Blows Against the Empire, by Jefferson Starship. Truth. But you HAVE to listen to the vinyl LP — subsequent digital recordings don’t have all the music, due to right squabbles… Superbowl — I have no idea!
Here’s one off-handed, what’s your morning routine?
Stay in bed as long as possible, until overwhelming guilt forces me to get up…
Where do you see the future with entertainment reporting? With so many artists getting more and more editorial control (Beyonce’s recent Vogue cover as the big example, and artists and actors “in conversation” replacing traditional feature) — I’ve heard some entertainment journalists trying to make sense of what that will look like going forward & interested on your take!
I think it’s generally far too cozy between artists’ PR teams/armies and the press. Too often publications, including Vogue, are more concerned with the commercial viability of coverage than the artistic merits, and too often the reporting is just wallpaper between ads. It’s artificial and more often than not bullshit. Mostly gone are the days of legitimate music discovery or valuable, insightful appraisal. Entertainment journalists should try to break this pre-packaged, pre-agreed coverage cycle. Online is a far better place for that, and may be the last hope of meaningful, merit-based reporting.
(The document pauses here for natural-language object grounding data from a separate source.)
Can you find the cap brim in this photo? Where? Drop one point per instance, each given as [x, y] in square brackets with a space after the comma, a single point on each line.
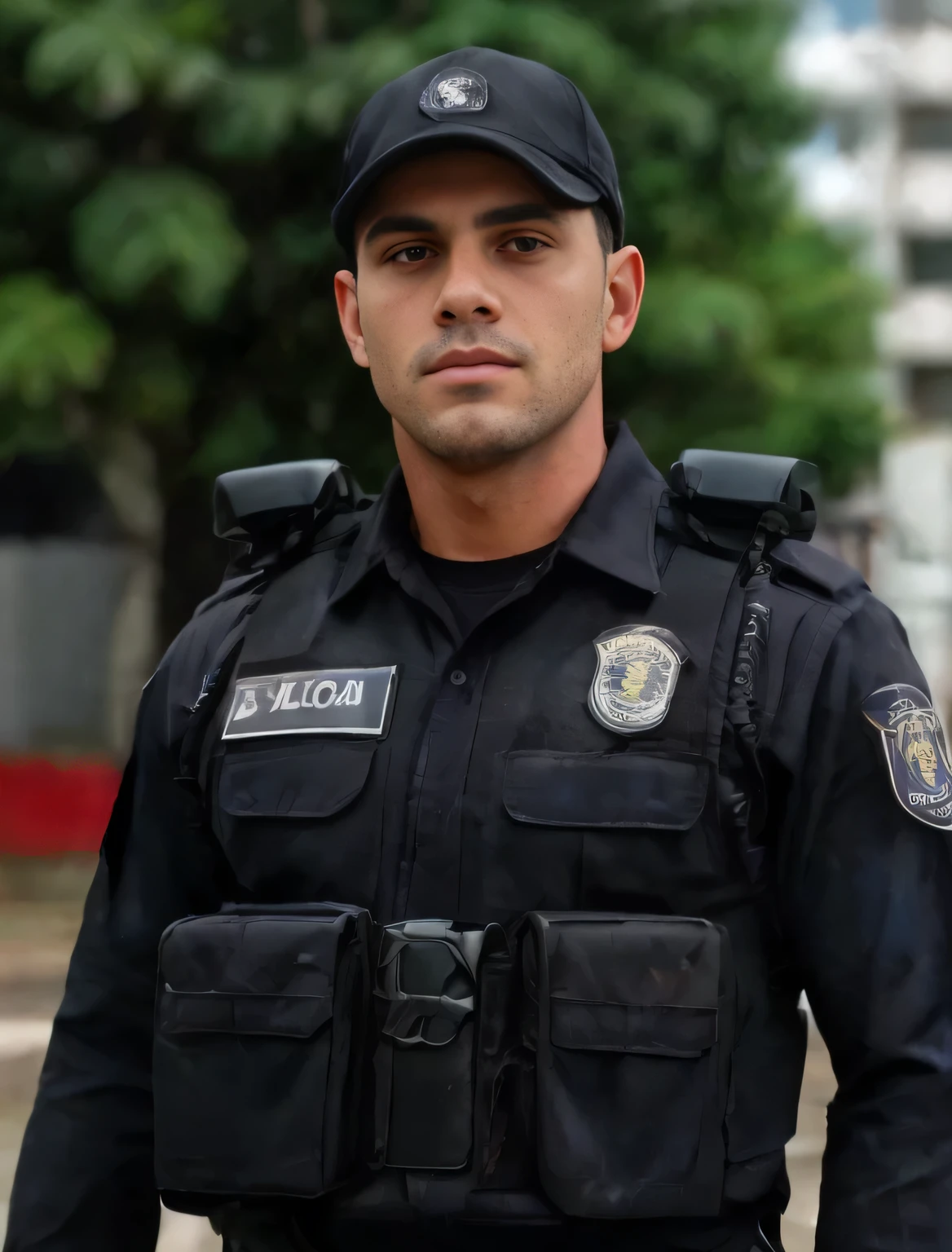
[554, 177]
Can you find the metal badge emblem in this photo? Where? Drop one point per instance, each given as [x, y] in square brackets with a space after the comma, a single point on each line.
[635, 677]
[312, 703]
[916, 752]
[455, 90]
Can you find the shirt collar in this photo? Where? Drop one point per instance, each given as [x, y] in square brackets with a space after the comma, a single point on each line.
[613, 530]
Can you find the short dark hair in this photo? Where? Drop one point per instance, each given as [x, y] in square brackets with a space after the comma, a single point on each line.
[606, 236]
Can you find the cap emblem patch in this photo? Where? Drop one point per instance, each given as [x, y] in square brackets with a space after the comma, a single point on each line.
[916, 752]
[635, 677]
[455, 90]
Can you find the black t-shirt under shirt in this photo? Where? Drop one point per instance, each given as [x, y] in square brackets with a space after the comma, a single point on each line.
[473, 589]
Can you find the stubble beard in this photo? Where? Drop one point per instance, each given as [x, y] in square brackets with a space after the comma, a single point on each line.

I’d like to know if you see a future where there will be no print magazine?”
I do, but it will be significantly different and smaller… I think there will always be magazines just on a tremendously smaller scale of production and distribution. Sadly, magazine publishers have let the industrial infrastructure decay beyond repair given the realistic business appetite for repairing it. I think magazines will become more like coffee table books. I want to stress, the Internet didn’t kill the magazine business, the magazine business did.
Bob Guccione Jr, who was your one true love?
I’m going to make this my last answer for the evening, as I’m holding her parents up for dinner right now — Liza Lentini is the love of my life!
Dear all, I will come back later and answer the ones I missed, if that’s OK. SO great talking with you all! Thanks for the brilliant questions!